Re: [RFC PATCH 0/10] Another Approach to Use PMEM as NUMA Node

From: Michal Hocko
Date: Thu Mar 28 2019 - 15:12:11 EST


On Thu 28-03-19 11:58:57, Yang Shi wrote:
>
>
> On 3/27/19 11:58 PM, Michal Hocko wrote:
> > On Wed 27-03-19 19:09:10, Yang Shi wrote:
> > > One question, when doing demote and promote we need define a path, for
> > > example, DRAM <-> PMEM (assume two tier memory). When determining what nodes
> > > are "DRAM" nodes, does it make sense to assume the nodes with both cpu and
> > > memory are DRAM nodes since PMEM nodes are typically cpuless nodes?
> > Do we really have to special case this for PMEM? Why cannot we simply go
> > in the zonelist order?

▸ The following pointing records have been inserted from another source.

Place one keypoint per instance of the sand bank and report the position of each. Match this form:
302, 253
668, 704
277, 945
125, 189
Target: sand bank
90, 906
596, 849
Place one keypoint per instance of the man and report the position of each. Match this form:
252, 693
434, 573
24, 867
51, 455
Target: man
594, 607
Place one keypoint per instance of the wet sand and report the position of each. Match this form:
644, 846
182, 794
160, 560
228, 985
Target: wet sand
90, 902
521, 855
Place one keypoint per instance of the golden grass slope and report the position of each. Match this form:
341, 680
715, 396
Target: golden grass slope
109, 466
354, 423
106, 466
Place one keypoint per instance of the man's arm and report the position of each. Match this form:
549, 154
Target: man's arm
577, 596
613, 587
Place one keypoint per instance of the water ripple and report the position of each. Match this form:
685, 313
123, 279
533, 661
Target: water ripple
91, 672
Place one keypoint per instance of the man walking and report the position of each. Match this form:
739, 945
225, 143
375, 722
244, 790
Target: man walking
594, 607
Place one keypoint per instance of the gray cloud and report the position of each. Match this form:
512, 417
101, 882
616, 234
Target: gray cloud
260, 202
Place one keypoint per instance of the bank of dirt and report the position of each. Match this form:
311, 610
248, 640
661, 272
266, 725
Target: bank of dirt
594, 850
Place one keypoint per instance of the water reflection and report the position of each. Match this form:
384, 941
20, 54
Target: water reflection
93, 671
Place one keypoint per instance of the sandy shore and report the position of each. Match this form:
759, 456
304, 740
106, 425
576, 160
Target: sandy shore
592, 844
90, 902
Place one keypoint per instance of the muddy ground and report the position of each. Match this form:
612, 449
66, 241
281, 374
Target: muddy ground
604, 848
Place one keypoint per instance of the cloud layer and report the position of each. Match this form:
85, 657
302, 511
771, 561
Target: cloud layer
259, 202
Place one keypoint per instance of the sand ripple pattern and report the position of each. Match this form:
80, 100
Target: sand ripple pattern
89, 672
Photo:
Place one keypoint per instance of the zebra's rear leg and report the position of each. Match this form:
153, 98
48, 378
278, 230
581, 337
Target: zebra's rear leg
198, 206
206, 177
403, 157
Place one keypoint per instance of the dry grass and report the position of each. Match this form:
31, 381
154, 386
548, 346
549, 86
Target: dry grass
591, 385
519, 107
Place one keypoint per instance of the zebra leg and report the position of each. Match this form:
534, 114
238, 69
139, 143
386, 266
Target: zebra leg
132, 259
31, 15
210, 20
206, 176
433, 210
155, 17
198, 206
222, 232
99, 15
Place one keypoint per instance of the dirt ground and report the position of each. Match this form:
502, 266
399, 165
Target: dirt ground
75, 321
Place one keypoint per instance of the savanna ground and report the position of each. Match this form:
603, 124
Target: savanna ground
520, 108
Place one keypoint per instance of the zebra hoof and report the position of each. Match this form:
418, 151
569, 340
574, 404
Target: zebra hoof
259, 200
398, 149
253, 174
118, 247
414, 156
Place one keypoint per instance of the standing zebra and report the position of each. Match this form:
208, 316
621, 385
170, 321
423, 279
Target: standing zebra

In other words why cannot we use the same logic
> > for a larger NUMA machine and instead of swapping simply fallback to a
> > less contended NUMA node? It can be a regular DRAM, PMEM or whatever
> > other type of memory node.
>
> Thanks for the suggestion. It makes sense. However, if we don't specialize a
> pmem node, its fallback node may be a DRAM node, then the memory reclaim may
> move the inactive page to the DRAM node, it sounds not make too much sense
> since memory reclaim would prefer to move downwards (DRAM -> PMEM -> Disk).

There are certainly many details to sort out. One thing is how to handle
cpuless nodes (e.g. PMEM). Those shouldn't get any direct allocations
without an explicit binding, right? My first naive idea would be to only
migrate-on-reclaim only from the preferred node. We might need
additional heuristics but I wouldn't special case PMEM from other
cpuless NUMA nodes.
--
Michal Hocko
SUSE Labs